19. The system according to claim 18, wherein the original file and some of the copy files (N) relocated to the archive disk are determined by mathematical expression N=N_total*(offset_time_—1/t_max), wherein, N_totaldenotes a total number of the original and copy files, offset_time_—1 denotes a value obtained by subtracting the reference time from the first retention time, and t_maxdenotes a value of offset_time_—1 when a value obtained by subtracting the reference time from the second retention time is 0.

20. The system according to claim 16, wherein the metadata server calculates a first retention time by subtracting the file creation time or the file modification time from the current time and a second retention time by subtracting the recent file inquiry time from the current time, and relocates the original file and all of the copy files of the file selected as an archive file from the active disk to the archive disk if the first retention time and the second retention time are larger than the reference time.

21. A file management method for managing a file in a distributed storage system, the method comprising the steps of:

calculating a retention time of the file based on at least one of a current time, a file creation time, a file modification time and a recent file inquiry time;

selecting the file as an archive file if the retention time of the file is larger than a predetermined reference time; and

relocating an original file and some or all of copy files of the file selected as an archive file from an active server to an archive server or from an active disk to an archive disk.

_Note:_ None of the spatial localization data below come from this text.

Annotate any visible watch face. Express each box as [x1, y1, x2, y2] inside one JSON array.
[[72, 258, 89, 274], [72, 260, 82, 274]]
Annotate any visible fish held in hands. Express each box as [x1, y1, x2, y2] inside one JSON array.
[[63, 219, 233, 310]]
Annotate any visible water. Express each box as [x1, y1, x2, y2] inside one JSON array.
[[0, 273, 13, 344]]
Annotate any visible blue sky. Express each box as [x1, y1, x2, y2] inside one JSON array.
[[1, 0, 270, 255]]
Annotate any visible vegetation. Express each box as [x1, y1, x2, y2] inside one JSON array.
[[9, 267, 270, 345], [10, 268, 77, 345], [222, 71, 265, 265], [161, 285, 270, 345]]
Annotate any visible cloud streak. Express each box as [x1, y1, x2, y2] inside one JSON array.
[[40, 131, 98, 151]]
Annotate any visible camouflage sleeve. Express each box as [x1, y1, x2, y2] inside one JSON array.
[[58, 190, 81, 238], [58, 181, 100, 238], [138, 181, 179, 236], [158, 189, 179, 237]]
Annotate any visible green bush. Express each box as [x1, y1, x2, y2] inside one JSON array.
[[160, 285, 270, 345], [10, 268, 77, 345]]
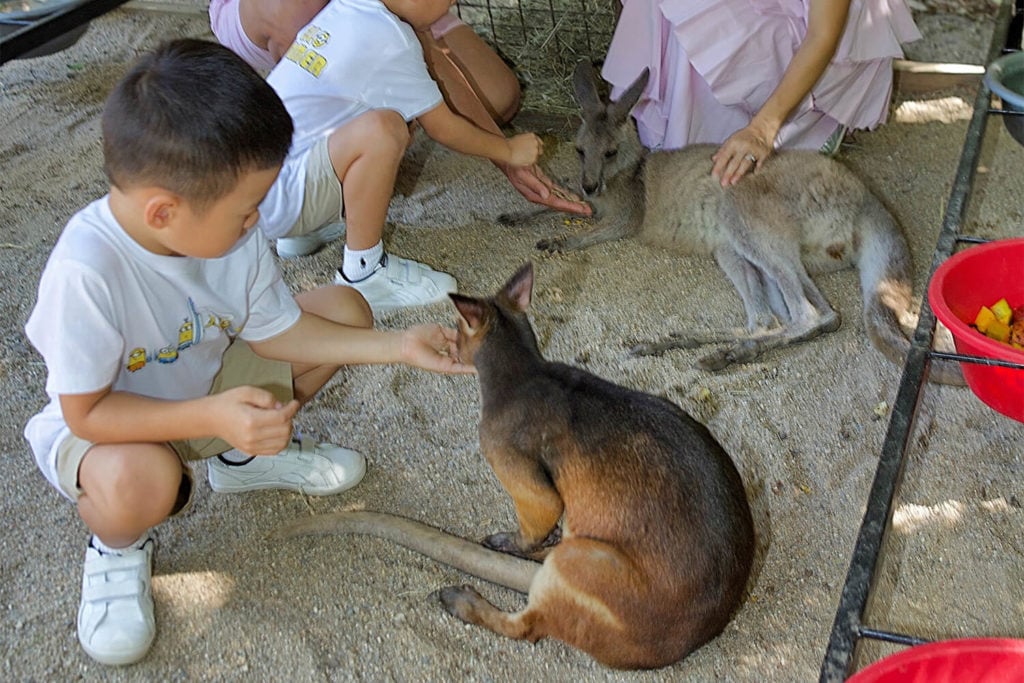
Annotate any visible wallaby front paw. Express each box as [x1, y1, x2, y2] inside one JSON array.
[[698, 339, 760, 371], [627, 340, 666, 357], [498, 207, 551, 226], [696, 349, 735, 372], [626, 333, 703, 358], [536, 237, 564, 253]]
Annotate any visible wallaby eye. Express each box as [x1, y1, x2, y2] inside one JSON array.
[[604, 150, 618, 159]]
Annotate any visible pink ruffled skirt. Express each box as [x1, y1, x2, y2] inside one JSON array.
[[602, 0, 921, 151]]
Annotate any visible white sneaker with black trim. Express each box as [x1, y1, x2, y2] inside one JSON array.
[[334, 253, 457, 313], [275, 222, 346, 259], [78, 537, 155, 666], [207, 437, 366, 496]]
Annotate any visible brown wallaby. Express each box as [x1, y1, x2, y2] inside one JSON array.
[[276, 262, 756, 670], [515, 61, 962, 384]]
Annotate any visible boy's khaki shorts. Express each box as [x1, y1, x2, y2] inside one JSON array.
[[287, 135, 345, 238], [54, 341, 293, 515]]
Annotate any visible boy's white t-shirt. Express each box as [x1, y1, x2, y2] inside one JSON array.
[[24, 197, 301, 495], [257, 0, 444, 237]]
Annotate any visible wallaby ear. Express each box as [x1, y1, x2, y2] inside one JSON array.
[[572, 60, 603, 115], [608, 67, 649, 126], [502, 262, 534, 312], [450, 293, 485, 335]]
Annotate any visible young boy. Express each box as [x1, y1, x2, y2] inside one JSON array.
[[23, 38, 472, 667], [210, 0, 590, 284], [253, 0, 587, 313]]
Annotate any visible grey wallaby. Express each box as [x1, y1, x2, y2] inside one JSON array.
[[276, 262, 755, 670], [518, 61, 962, 384]]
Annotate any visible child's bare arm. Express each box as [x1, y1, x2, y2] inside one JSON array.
[[417, 101, 542, 167], [60, 386, 300, 456], [250, 311, 474, 375]]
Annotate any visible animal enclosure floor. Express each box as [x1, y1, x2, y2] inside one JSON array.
[[1, 4, 1022, 681]]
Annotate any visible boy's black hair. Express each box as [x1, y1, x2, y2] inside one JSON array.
[[102, 39, 294, 208]]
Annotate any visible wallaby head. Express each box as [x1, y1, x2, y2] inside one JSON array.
[[449, 262, 541, 369], [572, 61, 649, 196]]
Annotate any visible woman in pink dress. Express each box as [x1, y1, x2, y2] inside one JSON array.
[[602, 0, 921, 186]]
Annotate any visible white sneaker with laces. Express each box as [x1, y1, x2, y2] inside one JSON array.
[[78, 537, 155, 666], [207, 437, 366, 495], [334, 253, 457, 312], [275, 222, 346, 259]]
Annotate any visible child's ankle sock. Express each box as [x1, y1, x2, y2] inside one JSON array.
[[90, 534, 147, 556], [340, 242, 384, 283]]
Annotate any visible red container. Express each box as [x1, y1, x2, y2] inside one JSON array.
[[848, 638, 1024, 682], [927, 237, 1024, 423]]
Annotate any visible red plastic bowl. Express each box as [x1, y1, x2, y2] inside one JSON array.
[[927, 237, 1024, 423], [848, 638, 1024, 682]]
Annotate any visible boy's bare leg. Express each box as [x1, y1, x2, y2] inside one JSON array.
[[327, 109, 409, 251], [290, 285, 374, 403], [77, 443, 182, 547]]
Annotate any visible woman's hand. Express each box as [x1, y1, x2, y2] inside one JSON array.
[[711, 126, 772, 187]]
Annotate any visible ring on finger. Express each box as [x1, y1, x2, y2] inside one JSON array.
[[744, 153, 757, 163]]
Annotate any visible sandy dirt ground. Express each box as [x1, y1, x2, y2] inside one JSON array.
[[1, 4, 1023, 681]]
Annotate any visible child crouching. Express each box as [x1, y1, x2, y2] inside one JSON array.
[[23, 38, 471, 666]]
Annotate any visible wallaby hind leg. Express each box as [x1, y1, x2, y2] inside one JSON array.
[[695, 316, 840, 370], [440, 538, 659, 669], [716, 245, 779, 330], [628, 246, 779, 358]]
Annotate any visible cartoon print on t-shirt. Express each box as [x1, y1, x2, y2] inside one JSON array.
[[125, 297, 238, 372], [284, 25, 329, 78]]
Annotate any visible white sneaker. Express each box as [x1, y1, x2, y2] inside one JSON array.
[[334, 253, 457, 312], [207, 437, 366, 495], [78, 537, 155, 666], [275, 222, 346, 259]]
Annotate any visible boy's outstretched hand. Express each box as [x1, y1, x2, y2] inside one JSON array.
[[398, 324, 476, 374], [216, 386, 301, 456], [503, 164, 593, 216], [506, 132, 544, 167]]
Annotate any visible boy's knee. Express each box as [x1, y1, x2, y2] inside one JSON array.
[[80, 445, 183, 518], [350, 110, 410, 156], [296, 284, 374, 328]]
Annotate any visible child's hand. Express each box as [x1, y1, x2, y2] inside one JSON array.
[[503, 164, 592, 216], [398, 324, 476, 375], [506, 133, 544, 167], [214, 386, 301, 456]]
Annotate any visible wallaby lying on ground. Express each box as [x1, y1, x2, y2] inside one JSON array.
[[512, 61, 962, 384], [276, 262, 756, 670]]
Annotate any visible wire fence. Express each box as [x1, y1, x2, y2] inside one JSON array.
[[454, 0, 620, 113]]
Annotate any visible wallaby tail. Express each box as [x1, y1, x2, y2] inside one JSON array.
[[271, 510, 540, 593], [857, 199, 965, 386]]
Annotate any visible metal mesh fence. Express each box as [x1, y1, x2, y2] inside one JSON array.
[[453, 0, 620, 113]]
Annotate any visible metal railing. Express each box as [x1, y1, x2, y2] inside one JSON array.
[[819, 1, 1024, 679]]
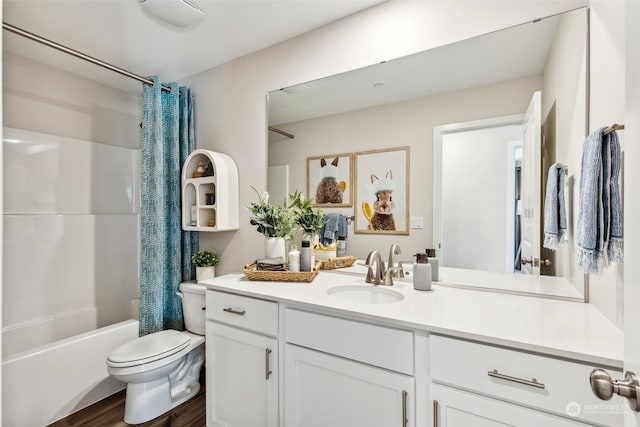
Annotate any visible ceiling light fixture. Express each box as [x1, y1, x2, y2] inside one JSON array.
[[140, 0, 204, 29]]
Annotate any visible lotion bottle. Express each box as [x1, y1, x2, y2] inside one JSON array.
[[413, 254, 432, 291], [288, 245, 300, 272], [426, 248, 439, 281]]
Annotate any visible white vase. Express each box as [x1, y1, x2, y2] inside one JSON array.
[[265, 236, 286, 259], [196, 266, 215, 282], [302, 232, 319, 247]]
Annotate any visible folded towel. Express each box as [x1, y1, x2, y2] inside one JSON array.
[[319, 213, 348, 245], [576, 127, 623, 273], [542, 163, 567, 250], [256, 257, 286, 271]]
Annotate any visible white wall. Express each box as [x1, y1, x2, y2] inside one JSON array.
[[2, 52, 141, 356], [269, 77, 539, 261], [184, 1, 587, 276]]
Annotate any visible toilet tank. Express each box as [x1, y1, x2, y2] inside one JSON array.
[[178, 282, 206, 335]]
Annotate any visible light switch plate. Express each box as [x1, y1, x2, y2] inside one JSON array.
[[410, 216, 424, 229]]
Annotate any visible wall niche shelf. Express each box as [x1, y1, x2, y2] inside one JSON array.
[[182, 149, 239, 232]]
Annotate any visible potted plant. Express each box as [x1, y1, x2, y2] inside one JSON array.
[[247, 187, 296, 259], [288, 191, 325, 245], [192, 249, 220, 282]]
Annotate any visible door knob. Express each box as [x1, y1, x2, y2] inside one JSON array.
[[590, 368, 640, 411], [521, 257, 532, 265]]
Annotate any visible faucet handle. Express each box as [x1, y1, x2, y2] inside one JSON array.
[[384, 267, 403, 285]]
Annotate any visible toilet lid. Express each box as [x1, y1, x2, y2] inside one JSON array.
[[107, 329, 190, 368]]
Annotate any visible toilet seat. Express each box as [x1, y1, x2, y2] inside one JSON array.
[[107, 329, 191, 369]]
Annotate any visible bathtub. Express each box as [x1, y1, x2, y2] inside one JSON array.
[[2, 319, 139, 426]]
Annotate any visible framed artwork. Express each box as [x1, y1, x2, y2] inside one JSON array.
[[307, 153, 353, 207], [355, 146, 410, 234]]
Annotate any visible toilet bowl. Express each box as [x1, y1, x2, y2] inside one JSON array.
[[107, 282, 206, 425]]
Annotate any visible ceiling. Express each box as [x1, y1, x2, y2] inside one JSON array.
[[3, 0, 384, 92], [269, 11, 561, 125]]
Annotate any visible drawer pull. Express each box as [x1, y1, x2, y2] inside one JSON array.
[[488, 369, 545, 389], [402, 390, 408, 427], [265, 348, 273, 380], [223, 307, 246, 316]]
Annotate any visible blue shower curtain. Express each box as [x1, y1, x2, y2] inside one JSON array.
[[140, 76, 198, 336]]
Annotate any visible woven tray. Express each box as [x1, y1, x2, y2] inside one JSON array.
[[243, 260, 321, 282], [320, 256, 357, 270]]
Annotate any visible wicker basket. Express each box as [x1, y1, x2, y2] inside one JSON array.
[[243, 260, 321, 282], [320, 256, 357, 270]]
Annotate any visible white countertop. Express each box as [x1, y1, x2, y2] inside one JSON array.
[[202, 269, 623, 369]]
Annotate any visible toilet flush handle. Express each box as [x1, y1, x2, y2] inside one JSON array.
[[176, 291, 184, 299]]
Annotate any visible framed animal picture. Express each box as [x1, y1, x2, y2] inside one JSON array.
[[307, 153, 353, 207], [355, 147, 410, 235]]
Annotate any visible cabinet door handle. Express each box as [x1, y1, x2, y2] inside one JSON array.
[[402, 390, 408, 427], [265, 348, 273, 380], [488, 369, 545, 389], [433, 400, 438, 426], [223, 307, 246, 316]]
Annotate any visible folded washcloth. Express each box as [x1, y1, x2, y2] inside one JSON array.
[[319, 213, 348, 245], [576, 127, 623, 273], [256, 257, 286, 271], [542, 163, 567, 250]]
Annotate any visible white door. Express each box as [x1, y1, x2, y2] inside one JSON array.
[[624, 3, 640, 425], [207, 322, 278, 427], [285, 344, 414, 427], [431, 385, 589, 426], [520, 91, 542, 275]]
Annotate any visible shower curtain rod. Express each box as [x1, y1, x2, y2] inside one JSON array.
[[2, 22, 174, 94]]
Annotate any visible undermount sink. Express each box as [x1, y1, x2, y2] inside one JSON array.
[[326, 285, 404, 304]]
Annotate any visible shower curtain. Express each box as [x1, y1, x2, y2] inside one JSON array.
[[140, 76, 198, 335]]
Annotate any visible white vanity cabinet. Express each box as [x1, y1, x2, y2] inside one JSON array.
[[206, 290, 279, 427], [429, 334, 622, 427], [284, 309, 415, 427]]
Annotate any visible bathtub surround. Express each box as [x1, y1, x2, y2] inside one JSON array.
[[140, 77, 198, 335]]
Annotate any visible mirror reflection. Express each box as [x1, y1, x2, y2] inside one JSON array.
[[268, 7, 588, 300]]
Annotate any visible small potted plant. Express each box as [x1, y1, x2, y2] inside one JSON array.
[[288, 191, 325, 245], [247, 187, 296, 259], [192, 249, 220, 282]]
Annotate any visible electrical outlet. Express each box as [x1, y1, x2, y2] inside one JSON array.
[[410, 216, 424, 229]]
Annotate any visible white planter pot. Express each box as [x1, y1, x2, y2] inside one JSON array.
[[196, 266, 215, 282], [265, 237, 286, 260], [302, 232, 319, 247]]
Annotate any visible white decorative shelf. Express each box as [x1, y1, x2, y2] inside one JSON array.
[[181, 149, 239, 231]]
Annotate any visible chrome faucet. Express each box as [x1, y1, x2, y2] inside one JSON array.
[[365, 250, 385, 285], [387, 244, 404, 278]]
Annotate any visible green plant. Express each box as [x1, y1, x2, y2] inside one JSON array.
[[247, 187, 296, 239], [288, 191, 326, 233], [191, 250, 220, 267]]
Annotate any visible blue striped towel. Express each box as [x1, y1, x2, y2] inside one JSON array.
[[576, 127, 623, 273]]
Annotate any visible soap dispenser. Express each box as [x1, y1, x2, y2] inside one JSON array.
[[413, 253, 432, 291], [426, 248, 439, 281]]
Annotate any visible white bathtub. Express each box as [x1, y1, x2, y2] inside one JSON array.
[[2, 319, 139, 426]]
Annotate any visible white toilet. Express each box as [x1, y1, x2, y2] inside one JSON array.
[[107, 282, 206, 425]]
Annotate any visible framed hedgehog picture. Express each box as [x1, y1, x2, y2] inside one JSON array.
[[355, 146, 410, 235], [307, 153, 353, 207]]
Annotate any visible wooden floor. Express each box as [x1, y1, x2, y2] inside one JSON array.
[[49, 371, 206, 427]]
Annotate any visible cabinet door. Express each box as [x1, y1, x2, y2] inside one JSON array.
[[431, 385, 589, 427], [207, 322, 278, 427], [285, 344, 414, 427]]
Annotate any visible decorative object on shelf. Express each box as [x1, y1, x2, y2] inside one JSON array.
[[247, 187, 296, 259], [204, 162, 214, 176], [192, 249, 220, 282], [355, 146, 410, 235], [192, 162, 206, 178], [243, 260, 321, 282], [205, 193, 215, 205], [307, 153, 354, 207]]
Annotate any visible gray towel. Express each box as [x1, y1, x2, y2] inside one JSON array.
[[257, 257, 286, 271], [576, 127, 623, 273], [319, 213, 348, 245], [543, 163, 567, 250]]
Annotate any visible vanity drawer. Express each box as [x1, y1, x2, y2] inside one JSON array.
[[206, 290, 278, 336], [430, 334, 622, 426], [285, 308, 414, 375]]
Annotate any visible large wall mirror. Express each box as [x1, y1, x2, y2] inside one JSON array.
[[267, 7, 589, 301]]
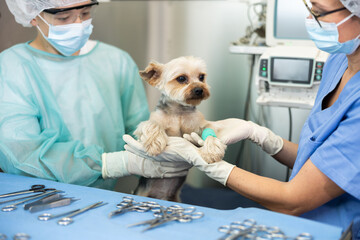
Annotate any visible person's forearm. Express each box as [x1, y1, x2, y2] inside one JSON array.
[[226, 159, 344, 216], [226, 167, 301, 215], [271, 139, 298, 169]]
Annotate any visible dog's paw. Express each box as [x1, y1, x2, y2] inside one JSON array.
[[143, 132, 168, 156], [136, 122, 168, 156], [199, 136, 226, 163]]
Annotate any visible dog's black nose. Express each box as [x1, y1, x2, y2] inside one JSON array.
[[193, 87, 203, 96]]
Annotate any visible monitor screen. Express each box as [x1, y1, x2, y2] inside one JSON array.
[[271, 57, 313, 85], [266, 0, 314, 46], [275, 0, 310, 40]]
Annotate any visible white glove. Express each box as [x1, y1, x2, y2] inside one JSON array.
[[123, 135, 235, 186], [198, 118, 284, 156], [101, 150, 191, 179]]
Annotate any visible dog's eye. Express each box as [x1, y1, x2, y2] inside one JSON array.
[[199, 74, 205, 82], [176, 76, 187, 83]]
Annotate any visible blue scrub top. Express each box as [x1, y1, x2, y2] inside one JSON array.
[[290, 54, 360, 234], [0, 41, 150, 189]]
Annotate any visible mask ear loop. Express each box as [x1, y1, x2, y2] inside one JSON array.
[[336, 13, 354, 27], [336, 14, 360, 41], [35, 14, 51, 41]]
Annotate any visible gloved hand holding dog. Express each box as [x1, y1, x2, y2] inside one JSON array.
[[101, 149, 191, 179], [123, 135, 235, 186], [185, 118, 284, 156]]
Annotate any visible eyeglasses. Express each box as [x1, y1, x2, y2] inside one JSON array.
[[42, 1, 98, 25], [302, 0, 347, 28]]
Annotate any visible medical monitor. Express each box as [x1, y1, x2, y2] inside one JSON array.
[[266, 0, 315, 47], [270, 57, 313, 85]]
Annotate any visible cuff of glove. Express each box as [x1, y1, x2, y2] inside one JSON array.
[[200, 160, 235, 186], [249, 122, 284, 156], [101, 151, 130, 179]]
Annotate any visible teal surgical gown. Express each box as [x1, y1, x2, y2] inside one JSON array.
[[0, 41, 150, 189], [290, 54, 360, 236]]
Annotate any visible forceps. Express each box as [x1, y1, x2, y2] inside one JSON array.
[[23, 193, 62, 210], [0, 185, 50, 198], [29, 197, 78, 213], [1, 190, 59, 212], [57, 201, 107, 226]]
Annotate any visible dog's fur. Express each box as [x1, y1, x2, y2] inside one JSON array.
[[134, 56, 226, 201]]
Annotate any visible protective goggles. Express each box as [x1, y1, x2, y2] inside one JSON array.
[[42, 0, 99, 25], [302, 0, 347, 28]]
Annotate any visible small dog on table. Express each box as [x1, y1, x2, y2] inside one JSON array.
[[134, 56, 226, 202]]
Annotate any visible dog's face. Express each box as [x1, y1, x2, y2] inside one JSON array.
[[139, 56, 210, 106]]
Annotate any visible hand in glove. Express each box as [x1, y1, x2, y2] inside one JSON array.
[[184, 118, 283, 156], [123, 134, 235, 185], [102, 149, 191, 179]]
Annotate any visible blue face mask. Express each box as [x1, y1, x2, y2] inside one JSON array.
[[305, 14, 360, 55], [37, 15, 93, 56]]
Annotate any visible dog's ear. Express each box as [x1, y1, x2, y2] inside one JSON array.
[[139, 62, 163, 87]]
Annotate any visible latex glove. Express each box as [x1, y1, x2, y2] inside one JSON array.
[[123, 135, 235, 185], [102, 150, 191, 179], [195, 118, 283, 156]]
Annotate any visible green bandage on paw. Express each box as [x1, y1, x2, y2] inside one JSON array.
[[201, 128, 217, 140]]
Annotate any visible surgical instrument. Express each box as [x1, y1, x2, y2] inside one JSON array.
[[136, 205, 204, 232], [0, 185, 50, 198], [109, 202, 150, 217], [57, 201, 107, 226], [109, 196, 158, 218], [217, 219, 312, 240], [38, 209, 81, 221], [1, 190, 59, 212], [127, 205, 171, 228], [270, 232, 313, 240], [29, 198, 78, 213], [218, 219, 256, 240], [24, 193, 62, 210], [0, 192, 51, 206], [13, 233, 31, 240]]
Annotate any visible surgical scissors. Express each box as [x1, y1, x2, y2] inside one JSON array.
[[57, 201, 107, 226], [0, 185, 50, 198], [38, 209, 81, 221], [1, 190, 59, 212]]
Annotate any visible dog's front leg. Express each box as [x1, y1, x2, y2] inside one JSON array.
[[134, 121, 168, 156]]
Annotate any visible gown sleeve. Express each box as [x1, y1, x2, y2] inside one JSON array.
[[0, 59, 104, 186]]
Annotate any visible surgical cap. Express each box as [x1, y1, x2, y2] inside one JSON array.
[[340, 0, 360, 18], [5, 0, 91, 27]]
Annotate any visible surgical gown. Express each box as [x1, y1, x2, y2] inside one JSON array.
[[0, 41, 150, 189], [290, 53, 360, 236]]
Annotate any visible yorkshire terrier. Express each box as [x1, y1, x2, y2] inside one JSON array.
[[134, 56, 226, 201]]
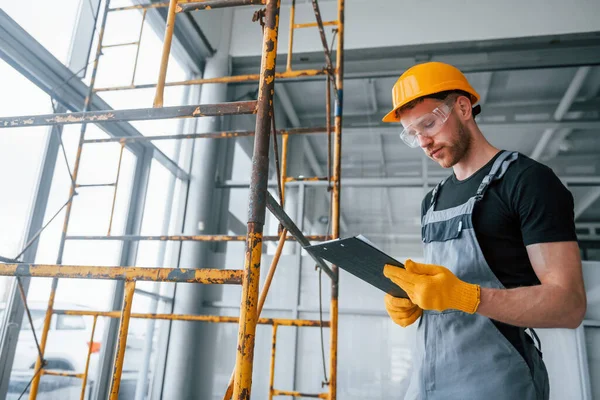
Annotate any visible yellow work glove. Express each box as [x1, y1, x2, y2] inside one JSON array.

22. The method according to claim 21, wherein the step of calculating a retention time includes the step of calculating a first retention time by subtracting the file creation time or the file modification time from the current time and a second retention time by subtracting the recent file inquiry time from the current time, and the relocating step relocates the original file and some of the copy files of the file selected as an archive file from the active server to the archive server or from the active disk to the archive disk if the first retention time is larger than the reference time and the second retention time is smaller than the reference time.

23. The method according to claim 22, wherein the original file and some of the copy files (N) relocated to the archive server or the archive disk are determined by mathematical expression N=N_total*(offset_time_—1/t_max), wherein, N_totaldenotes a total number of the original and copy files, offset_time_—1 denotes a value obtained by subtracting the reference time from the first retention time, and t_maxdenotes a value of offset_time_—1 when a value obtained by subtracting the reference time from the second retention time is 0.

24. The method according to claim 21, wherein the step of calculating a retention time includes the step of calculating a first retention time by subtracting the file creation time or the file modification time from the current time and a second retention time by subtracting the recent file inquiry time from the current time, and the relocating step relocates the original file and all of the copy files of the file selected as an archive file from the active server to the archive server or from the active disk to the archive disk if the first retention time and the second retention time are larger than the reference time.

25. The method according to claim 21, wherein the relocating step relocates the original file and some or all of the copy files of the file selected as an archive file by a unit of file or chunk.

26. The method according to claim 21, further comprising the steps of:

if the number of inquiries on the file selected as an archive file counted in a counting period is larger than a predetermined threshold value,

selecting the file as an active file; and

restoring the original file and some or all of the copy files of the file selected as an active file from the archive sever to the active server or from the archive disk to the active disk.

27. A computer readable recording medium for recording a program which performs the file management method according to claim 21.